Flint ging ein paar Schritte zurück. Das Haus hatte nur die
Breite eines Zimmers. Unten gab es nur den Empfangsraum
und dahinter die Küche, die keine Fenster hatte, nur die kleine
Tür zu Aileas Kräutergarten im Hof. Zwischen den beiden
unteren Räumen lag der Kamin, den man sowohl von der
Küche als auch vom Empfangszimmer aus benutzen konnte.
Flint nahm an, daß oben Aileas Privatzimmer sein mußte, auch
wenn er es nie gesehen hatte.
Die Wache sagte nichts, als der Zwerg um die Hauswand
bog und zur Hoftür ging. Auch die war bestimmt
unverschlossen gewesen, wie er Ailea kannte. Der Zwerg holte
tief Luft und trat durch die Tür in die Küche.
Aileas Gegenwart war in der Küche immer noch deutlich zu
spüren. Tonkrüge mit eingemachtem Gemüse und
Trockenfrüchten standen in einem Schränkchen an der einen
Seite des niedrigen Raums. Flint erinnerte sich, wie Tanis sich
hatte ducken müssen, wenn er die Küche betrat, damit er nicht
gegen die Bunde aus Schnittlauch, Salbei und Basilikum stieß,
die von den niedrigen Deckenbalken hingen. Der Duft
erinnerte den Zwerg sofort an Ailea, und er wurde wütend.
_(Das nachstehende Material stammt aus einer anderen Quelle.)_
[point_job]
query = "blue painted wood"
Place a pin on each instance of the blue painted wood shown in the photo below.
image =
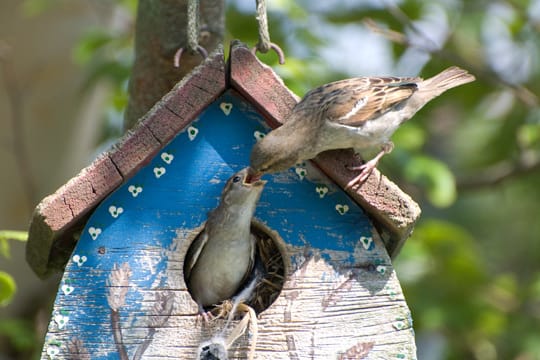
(139, 221)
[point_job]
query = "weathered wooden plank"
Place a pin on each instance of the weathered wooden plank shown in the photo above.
(394, 210)
(259, 84)
(59, 211)
(58, 218)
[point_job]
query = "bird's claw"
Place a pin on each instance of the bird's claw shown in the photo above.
(365, 170)
(205, 317)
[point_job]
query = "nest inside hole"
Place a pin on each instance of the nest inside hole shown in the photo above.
(272, 255)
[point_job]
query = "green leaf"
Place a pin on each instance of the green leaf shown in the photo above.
(437, 178)
(7, 288)
(410, 136)
(529, 135)
(20, 334)
(6, 235)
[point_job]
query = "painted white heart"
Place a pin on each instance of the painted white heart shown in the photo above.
(322, 191)
(226, 108)
(168, 158)
(115, 211)
(399, 325)
(342, 209)
(67, 289)
(258, 135)
(79, 259)
(94, 232)
(366, 242)
(134, 190)
(301, 172)
(61, 320)
(159, 171)
(192, 132)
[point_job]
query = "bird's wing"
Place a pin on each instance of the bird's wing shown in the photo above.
(194, 252)
(252, 255)
(353, 101)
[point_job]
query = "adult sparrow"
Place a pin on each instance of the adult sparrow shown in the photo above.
(221, 257)
(359, 113)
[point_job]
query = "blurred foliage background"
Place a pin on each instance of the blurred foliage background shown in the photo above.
(471, 158)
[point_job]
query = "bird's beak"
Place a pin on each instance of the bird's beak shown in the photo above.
(254, 178)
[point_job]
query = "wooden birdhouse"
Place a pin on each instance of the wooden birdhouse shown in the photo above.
(121, 228)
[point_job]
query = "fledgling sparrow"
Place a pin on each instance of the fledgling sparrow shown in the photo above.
(221, 257)
(359, 113)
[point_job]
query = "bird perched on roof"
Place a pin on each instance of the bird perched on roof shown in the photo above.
(221, 257)
(359, 113)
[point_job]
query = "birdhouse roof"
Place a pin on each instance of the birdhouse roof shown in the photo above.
(59, 218)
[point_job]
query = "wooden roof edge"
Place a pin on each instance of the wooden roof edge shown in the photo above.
(383, 200)
(59, 217)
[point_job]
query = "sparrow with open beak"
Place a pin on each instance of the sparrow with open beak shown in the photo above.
(221, 257)
(359, 113)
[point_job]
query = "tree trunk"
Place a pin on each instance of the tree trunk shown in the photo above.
(160, 31)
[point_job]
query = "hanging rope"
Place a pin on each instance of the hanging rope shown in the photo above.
(192, 33)
(264, 43)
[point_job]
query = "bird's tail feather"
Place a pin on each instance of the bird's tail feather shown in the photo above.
(447, 79)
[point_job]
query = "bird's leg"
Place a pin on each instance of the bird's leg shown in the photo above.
(367, 168)
(205, 316)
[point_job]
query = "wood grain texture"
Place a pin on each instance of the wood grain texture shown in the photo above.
(123, 293)
(258, 83)
(392, 208)
(58, 218)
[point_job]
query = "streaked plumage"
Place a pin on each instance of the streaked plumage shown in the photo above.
(359, 113)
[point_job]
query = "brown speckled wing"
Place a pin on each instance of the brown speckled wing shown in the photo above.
(353, 101)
Entschlossen ging er durch die Küche, die ihn an die
fröhlichen Mahlzeiten mit Tanis und der Hebamme erinnerte,
und betrat das Empfangszimmer.
Das Zimmer war nicht gereinigt worden, nachdem man den
Körper der Hebamme fortgebracht hatte. Der Blutfleck zog
sich immer noch von der Tür zum Kamin. Überall lagen die
Bilder von Babys herum. Der kleine Tisch jedoch war wieder
aufgestellt worden, und darauf stand das Bild, das Ailea in der
Hand hatte, als Tanis sie fand, Flint trat über den bräunlichen
Fleck und griff nach dem Porträt. Es zeigte zwei Kinder, ein
Kleinkind und ein älteres, beide blond mit grünen Augen. Die
Augen des älteren Kindes waren jedoch ernst und tiefliegend,
während die des Kleinen offen und unternehmungslustig
dreinschauten.
»Ich frage mich, wer sie sind«, murmelte Flint. Ailea hatte
ihre Porträts nie beschriftet, weil sie auswendig wußte, wen sie
zeigten, auch wenn Hunderte in dem Zimmer herumstanden. Er
stellte das Bild wieder auf den Tisch.
Flint vermutete, daß er eine Spur auch dann nicht
wahrnehmen würde, wenn sie ihm entgegenspringen und ihn
mit dem Schwert angreifen würde. Sein Blick ging von Bild zu
Bild durch den ganzen Raum. Er erinnerte sich, wie es hier
ausgesehen hatte, als Ailea noch lebte, und suchte nach etwas,
das nicht zu dem behaglichen Zimmer paßte. Schließlich
schüttelte er müde den Kopf und ging die Steinstufen zum
Obergeschoß hoch.
Wie bei den meisten Leuten war Aileas Schlafzimmer
persönlicher eingerichtet als das Besucherzimmer. Es roch
nach Lavendel, denn auf dem Frisiertisch der Hebamme, neben
der Schildpattbürste und den silberverzierten Kämmen, die
ihren Zopf bei besonderen Gelegenheiten gehalten hatten,
lagen duftende Lavendelbüschel, die von grauen Bändchen
zusammengehalten wurden. Schwarze Eisenhaken, ein
Geschenk von Flint, hielten die angekrausten Röcke in Lila,
Rot, Grün und Hellgelb, von denen sie zahlreiche besessen
hatte. Auf einem Tisch daneben lag ein neues, beigefarbenes
Hemd, das dem grünen und dem blauen ähnelte, die sie bereits
für Flint. genäht hatte. Neben dem neuen Kleidungsstück lagen
ein Strang braunes Stickgarn und eine Nadel.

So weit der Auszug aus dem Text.